There's little point in breaking down the plot of BRAZIL, as the film is something meant to be not just seen but experienced. Even Gilliam couldn't describe it to his money guy (not to mention that every studio turned him down). It would be like trying to describe snow. Gillam, as usual, is more interested in image structure and visuals than in characters. I don't begrudge him for that, it's his thing. But I can say the the supporting actors do an excellent job committing fully to Gilliam's conceits, including Robert "I used to be an actor" DeNiro. In fact, this was the first of many "small roles" for the then powerhouse DeNiro.


Lowry's journey in "Brazil", as rough and tumble as it is, doesn't compare with the hoops of fire Gilliam sailed through to get his film released in America. His legendary battle with Universal king Sid Sheinberg went public when Gilliam began using dirty tricks (full page ad in Variety, secret and illegal screenings, showing a picture of Sheinberg on GOOD MORNING AMERICA and more!). So big was this David and Goliath story that there's even a book about it (THE BATTLE OF BRAZIL). Because of this cage match, there are now multiple versions of Brazil. The original 142 minute cut was released by Fox to the rest of the world, who apparently were okay with Gilliam's cut. The U.S. version ran 131 minutes (this is the one we watched). The "Love Conquers All" version, that Sheinberg had recut for dumb America, runs 94 minutes, and eventually became the one used when run on TV in syndication. And it's no secret that the making of BRAZIL parallels the movie's theme - an individual battling the "evil" government (Universal).


So what exactly does "Brazil" have to do with any of this? Nothing, really, other than it represents an escape, a Shangri-La in your head that you can go to when you're stuck somewhere, like a dead-end job. Brazil is Next-Stop-Willoughby.


Trillions of people love BRAZIL, but perhaps no one more than director/co-writer (with Tom Stoppard and Charles McKeown)/ex-Python Terry Gilliam. And why shouldn't he? It's really his baby (it actually took him nine months to shoot). But the ugliest babies are beautiful babies to their parents, so it makes sense. I say this because I just watched his overly chatty yet very informative commentary. Here's a drinking game; every time he starts a sentence with "I love..." (as in "I love how...," "I love this..., "I love that he..." referring to his movie), take a drink. But beware, for even playing this game with water can kill you.

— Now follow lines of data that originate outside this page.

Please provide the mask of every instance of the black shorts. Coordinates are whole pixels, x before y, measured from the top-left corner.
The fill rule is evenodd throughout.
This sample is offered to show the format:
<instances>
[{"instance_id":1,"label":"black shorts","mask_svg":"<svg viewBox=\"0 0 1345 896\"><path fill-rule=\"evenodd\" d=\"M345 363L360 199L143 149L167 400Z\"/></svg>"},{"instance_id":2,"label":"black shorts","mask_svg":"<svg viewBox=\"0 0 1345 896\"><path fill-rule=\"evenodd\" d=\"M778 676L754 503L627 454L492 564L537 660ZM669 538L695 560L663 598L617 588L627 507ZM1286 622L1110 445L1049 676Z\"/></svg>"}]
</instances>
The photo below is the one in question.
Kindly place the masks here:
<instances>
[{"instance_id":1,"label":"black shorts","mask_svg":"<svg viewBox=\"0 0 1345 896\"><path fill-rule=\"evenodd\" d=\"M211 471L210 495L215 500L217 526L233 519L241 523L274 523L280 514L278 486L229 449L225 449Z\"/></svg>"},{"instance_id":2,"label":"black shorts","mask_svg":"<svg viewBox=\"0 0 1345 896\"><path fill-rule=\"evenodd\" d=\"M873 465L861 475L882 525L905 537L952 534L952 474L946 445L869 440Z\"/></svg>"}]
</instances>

I myself felt like BRAZIL is what happens when a teenager has a lot of money. Sure, he comes up with pockets of brilliance, but there were too many misses and "okay, we get it" moments. I was much more awestruck by Jacques Tati's PLAYTIME, which put the same sort of character in a world that befuddles him. That said, BRAZIL has undeniably made its mark on cinema history. It has inspired. It has been studied. It's been referenced endlessly in everything from folk songs to THE SIMPSONS. It's on lots of top 10 and Top 100 lists. Sure. But that doesn't mean I have to love it.